Abstract
Gated myocardial perfusion SPECT allows assessment of left ventricular end-diastolic volume (EDV), left ventricular end-systolic volume (ESV), left ventricular stroke volume (SV), and left ventricular ejection fraction (LVEF). Acquiring images with the patient both prone and supine is an approved method of identifying and reducing artifacts. Yet prone positioning alters physiologic conditions. This study investigated how prone versus supine patient positioning during gated SPECT affects EDV, ESV, SV, LVEF, and heart rate. Methods: Forty-eight patients scheduled for routine myocardial perfusion imaging were examined with gated 99mTc-sestamibi SPECT (at rest) while positioned prone and supine (consecutively, in random order). All parameters for both acquisitions were calculated using the commercially available QGS algorithm. Results: Whereas EDV and SV were significantly lower (P < 0.0004) for prone acquisitions (EDV, 110.5 ± 39.1 mL; SV, 55.9 ± 13.3 mL) than for supine acquisitions (EDV, 116.9 ± 36.2 mL; SV, 61.0 ± 14.5 mL), ESV and LVEF did not differ significantly. Heart rate was significantly higher (P < 0.0001) during prone acquisitions (69.1 ± 10.5 min−1) than during supine acquisitions (66.5 ± 10.0 min−1). Conclusion: The observed position-dependent effect on EDV, SV, and heart rate might be explained by decreased arterial filling and increased sympathetic nerve activity. Hence, supine reference data should not be used to classify the results of prone acquisitions.
In myocardial perfusion SPECT, acquiring images with the patient both prone and supine is also known as poor man’s attenuation compensation (1), as it represents an easy and effective way to identify and reduce attenuation artifacts, particularly in the inferior segments (2). Hayes et al. reported that despite ambiguous or pathologic findings on supine-only acquisitions, the prognostic value of a normal finding on combined acquisitions is equivalent to that of a normal finding on supine-only acquisitions (3).
In coronary artery disease, cardiac function is both an essential diagnostic and an essential prognostic criterion to assess for heart failure. Impairment of systolic function as determined by increased left ventricular volumes and decreased left ventricular ejection fraction (LVEF) is a powerful and reliable predictor of poor long-term prognosis (4,5).

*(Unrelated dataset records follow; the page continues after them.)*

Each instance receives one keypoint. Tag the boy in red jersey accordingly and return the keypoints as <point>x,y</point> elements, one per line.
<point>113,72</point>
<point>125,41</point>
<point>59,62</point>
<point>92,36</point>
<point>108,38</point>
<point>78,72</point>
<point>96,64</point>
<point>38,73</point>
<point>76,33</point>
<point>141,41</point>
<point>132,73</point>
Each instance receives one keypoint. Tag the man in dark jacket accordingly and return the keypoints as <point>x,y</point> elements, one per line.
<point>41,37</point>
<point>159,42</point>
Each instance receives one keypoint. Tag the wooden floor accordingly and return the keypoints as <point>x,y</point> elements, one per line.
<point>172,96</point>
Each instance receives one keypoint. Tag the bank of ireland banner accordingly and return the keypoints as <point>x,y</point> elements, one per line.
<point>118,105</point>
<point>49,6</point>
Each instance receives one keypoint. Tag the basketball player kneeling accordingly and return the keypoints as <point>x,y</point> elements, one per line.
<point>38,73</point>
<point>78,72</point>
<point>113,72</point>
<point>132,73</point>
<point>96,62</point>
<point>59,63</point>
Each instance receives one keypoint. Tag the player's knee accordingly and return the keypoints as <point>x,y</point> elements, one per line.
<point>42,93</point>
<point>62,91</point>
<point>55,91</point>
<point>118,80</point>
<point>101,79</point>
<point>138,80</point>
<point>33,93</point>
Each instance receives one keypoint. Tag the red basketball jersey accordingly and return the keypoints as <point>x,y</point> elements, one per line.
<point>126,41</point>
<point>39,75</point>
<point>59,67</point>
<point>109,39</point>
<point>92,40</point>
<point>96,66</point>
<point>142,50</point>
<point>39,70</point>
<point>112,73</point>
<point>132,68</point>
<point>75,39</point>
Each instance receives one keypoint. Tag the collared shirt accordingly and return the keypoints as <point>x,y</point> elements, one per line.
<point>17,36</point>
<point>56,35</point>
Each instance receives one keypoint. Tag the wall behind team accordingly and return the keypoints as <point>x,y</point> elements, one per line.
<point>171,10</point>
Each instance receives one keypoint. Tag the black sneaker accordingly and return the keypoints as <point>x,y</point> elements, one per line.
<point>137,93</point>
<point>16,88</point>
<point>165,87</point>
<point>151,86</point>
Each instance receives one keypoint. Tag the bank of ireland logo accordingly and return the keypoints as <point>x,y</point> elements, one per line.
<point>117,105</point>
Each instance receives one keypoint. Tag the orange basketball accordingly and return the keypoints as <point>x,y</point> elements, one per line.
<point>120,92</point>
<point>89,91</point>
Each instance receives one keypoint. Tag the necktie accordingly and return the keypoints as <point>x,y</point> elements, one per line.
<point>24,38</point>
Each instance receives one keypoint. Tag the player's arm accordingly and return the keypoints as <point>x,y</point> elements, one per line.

Electrocardiography-gated SPECT allows myocardial perfusion imaging (6) with subsequent analysis of regional wall motion and quantification of global function by left ventricular end-diastolic volume (EDV), left ventricular end-systolic volume (ESV), left ventricular stroke volume (SV), and LVEF (7,8). The clinical relevance of this integrated approach has already proven useful in tissue characterization (9) and prediction of outcome (10). For computing volumes and LVEF, the commercially available automated Quantitative Gated SPECT algorithm (QGS; Cedars-Sinai Medical Center) has most often been validated using the current gold standard, cardiovascular MRI (11–14). So far, these validation studies have dealt with SPECT data acquired only with the patient supine. Although prone positioning is known to affect intraabdominal pressure (15) and sympathetic nerve activity and is also suspected of impeding arterial filling (16), the effects of these physiologic changes on EDV, ESV, SV, LVEF, and heart rate during gated SPECT remain unclear. Berman et al. reported that EDV, ESV, and LVEF from prone and supine acquisition of gated SPECT images after stress correlated well with one another (17), but SV and heart rate were not given. Because this was a poststress study, the often-seen time-dependent ischemic stunning after exercise (18,19) or the lingering hypercontractility in normal myocardium may have influenced the results to an uncertain extent. Therefore, the aim of our study was to compare EDV, ESV, SV, LVEF, and heart rate from prone and supine acquisition of gated SPECT images after tracer injection at rest.
MATERIALS AND METHODS
Study Population
Forty-eight patients (36 men and 12 women; mean age, 59 ± 13 y; age range, 33–82 y; body-mass index, 28.3 ± 4.0 kg × m−2) scheduled for routine myocardial perfusion imaging with 99mTc-sestamibi SPECT were included in the study. The 2-day protocol started with a SPECT examination after stress and continued two or more days later with prone and supine acquisition of gated SPECT images at rest.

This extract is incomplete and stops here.